Corot was much better at trees than people, let alone pagan divinities. His weakest drawings are of the figure, his strongest of vegetable nature--one especially, an ink drawing of creepers on a rock done around 1827, has a wiry inquisitorial line and a fierce truth to the motif that remind one, without exaggeration, of Durer. In landscape his hand roamed free, giving the foreground hill in Volterra, the Citadel, 1834, a lively splotching of indeterminate dark scrub whose excited marks carry more visual weight than the distant hill town.
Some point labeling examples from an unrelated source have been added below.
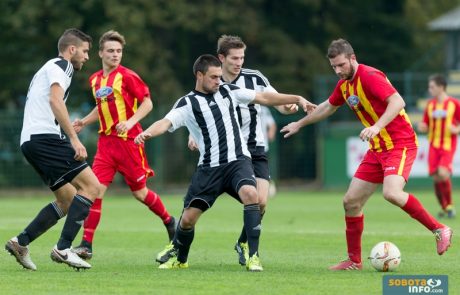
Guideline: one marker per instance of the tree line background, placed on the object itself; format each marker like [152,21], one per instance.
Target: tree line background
[287,41]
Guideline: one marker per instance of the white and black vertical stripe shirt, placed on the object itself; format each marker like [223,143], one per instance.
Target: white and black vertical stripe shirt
[38,116]
[249,114]
[211,119]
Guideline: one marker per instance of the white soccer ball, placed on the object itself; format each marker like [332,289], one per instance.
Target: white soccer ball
[385,256]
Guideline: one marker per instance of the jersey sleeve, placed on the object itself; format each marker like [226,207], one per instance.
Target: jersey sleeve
[56,75]
[336,98]
[137,86]
[377,84]
[179,114]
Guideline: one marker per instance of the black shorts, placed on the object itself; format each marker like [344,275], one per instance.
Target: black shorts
[210,182]
[52,157]
[260,164]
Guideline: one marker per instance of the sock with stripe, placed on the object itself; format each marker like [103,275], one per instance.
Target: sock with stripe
[45,219]
[78,211]
[243,237]
[415,209]
[182,241]
[438,190]
[353,233]
[446,193]
[153,201]
[92,221]
[251,217]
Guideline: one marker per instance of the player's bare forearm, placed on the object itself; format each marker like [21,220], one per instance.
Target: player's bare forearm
[60,110]
[395,105]
[143,110]
[156,129]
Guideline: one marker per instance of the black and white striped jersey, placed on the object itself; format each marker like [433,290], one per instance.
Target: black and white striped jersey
[38,116]
[212,121]
[249,114]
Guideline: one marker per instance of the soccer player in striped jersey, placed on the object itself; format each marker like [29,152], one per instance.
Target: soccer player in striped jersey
[231,53]
[392,147]
[51,146]
[441,120]
[122,100]
[209,113]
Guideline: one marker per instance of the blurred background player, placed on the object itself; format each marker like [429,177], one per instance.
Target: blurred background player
[52,147]
[209,113]
[269,129]
[231,52]
[440,120]
[392,147]
[118,91]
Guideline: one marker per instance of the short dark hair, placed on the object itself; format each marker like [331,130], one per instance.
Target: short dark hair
[203,62]
[227,42]
[72,37]
[111,36]
[439,80]
[338,47]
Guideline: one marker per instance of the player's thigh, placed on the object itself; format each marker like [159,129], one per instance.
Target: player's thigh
[190,217]
[87,184]
[359,191]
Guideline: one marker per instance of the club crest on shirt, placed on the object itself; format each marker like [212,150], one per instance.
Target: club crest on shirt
[104,91]
[353,101]
[439,114]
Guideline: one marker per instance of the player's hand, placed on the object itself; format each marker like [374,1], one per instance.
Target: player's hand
[290,129]
[369,133]
[141,138]
[78,125]
[80,150]
[290,108]
[192,145]
[307,106]
[123,127]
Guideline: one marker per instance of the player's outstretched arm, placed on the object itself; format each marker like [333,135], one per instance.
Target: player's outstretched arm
[62,117]
[79,124]
[322,111]
[145,108]
[274,99]
[156,129]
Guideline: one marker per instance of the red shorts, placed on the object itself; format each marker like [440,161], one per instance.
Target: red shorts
[439,157]
[116,154]
[397,161]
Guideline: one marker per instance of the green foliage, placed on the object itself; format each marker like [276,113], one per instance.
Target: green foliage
[287,40]
[303,234]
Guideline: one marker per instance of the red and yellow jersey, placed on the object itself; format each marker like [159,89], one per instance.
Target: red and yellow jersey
[439,117]
[117,97]
[366,95]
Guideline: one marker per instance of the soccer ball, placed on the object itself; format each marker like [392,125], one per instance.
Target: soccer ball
[385,256]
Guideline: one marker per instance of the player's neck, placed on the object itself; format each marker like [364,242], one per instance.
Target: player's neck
[229,77]
[108,69]
[442,97]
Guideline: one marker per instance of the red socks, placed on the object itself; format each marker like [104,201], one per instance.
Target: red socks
[153,201]
[445,192]
[354,231]
[415,209]
[92,221]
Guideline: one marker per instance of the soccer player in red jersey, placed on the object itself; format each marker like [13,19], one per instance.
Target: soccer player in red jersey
[392,147]
[118,91]
[441,121]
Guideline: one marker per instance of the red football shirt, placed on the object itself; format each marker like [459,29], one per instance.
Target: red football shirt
[439,116]
[366,95]
[117,97]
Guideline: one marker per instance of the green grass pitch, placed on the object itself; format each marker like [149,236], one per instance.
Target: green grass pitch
[303,234]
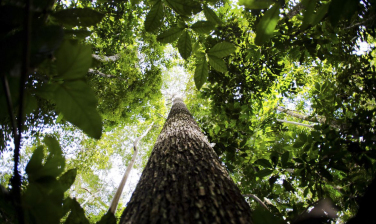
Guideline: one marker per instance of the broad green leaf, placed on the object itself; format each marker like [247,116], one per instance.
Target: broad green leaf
[185,45]
[201,71]
[77,103]
[288,186]
[35,162]
[263,173]
[78,16]
[66,180]
[263,162]
[108,218]
[285,158]
[170,35]
[154,18]
[55,162]
[217,63]
[73,60]
[203,27]
[211,16]
[256,4]
[222,49]
[265,27]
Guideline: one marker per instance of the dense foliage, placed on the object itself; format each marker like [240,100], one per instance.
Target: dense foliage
[282,88]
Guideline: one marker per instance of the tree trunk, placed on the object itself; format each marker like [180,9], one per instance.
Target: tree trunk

But his early portraits are maladroit Ingres, and he was almost incapable of bringing off large biblical or literary compositions: his late painting of Dante and Vergil menaced by the she-wolf at the edge of the Dark Wood has to be one of the most bathetic illustrations for the Inferno ever made--not only the animals but the poets themselves look stuffed.

And yet in his last years, from 1865 or so until his death, Corot produced an exquisite series of small figure paintings, mostly of young women sitting before the easel in the brown clutter of his studio. Some remind you of Chardin, others are prophecies of Whistler. Interrupted Reading, circa 1870-73, is strikingly modern in its broadly painted triangular planes of muted color, regulated by two patches of black--the model's hair and her bodice--and relieved only by some red coral beads. Its Raphaelesque formal clarity looks back to neoclassicism but also forward to Picasso's dropsical women. It shows that, for Corot, the lessons of Italy never ended.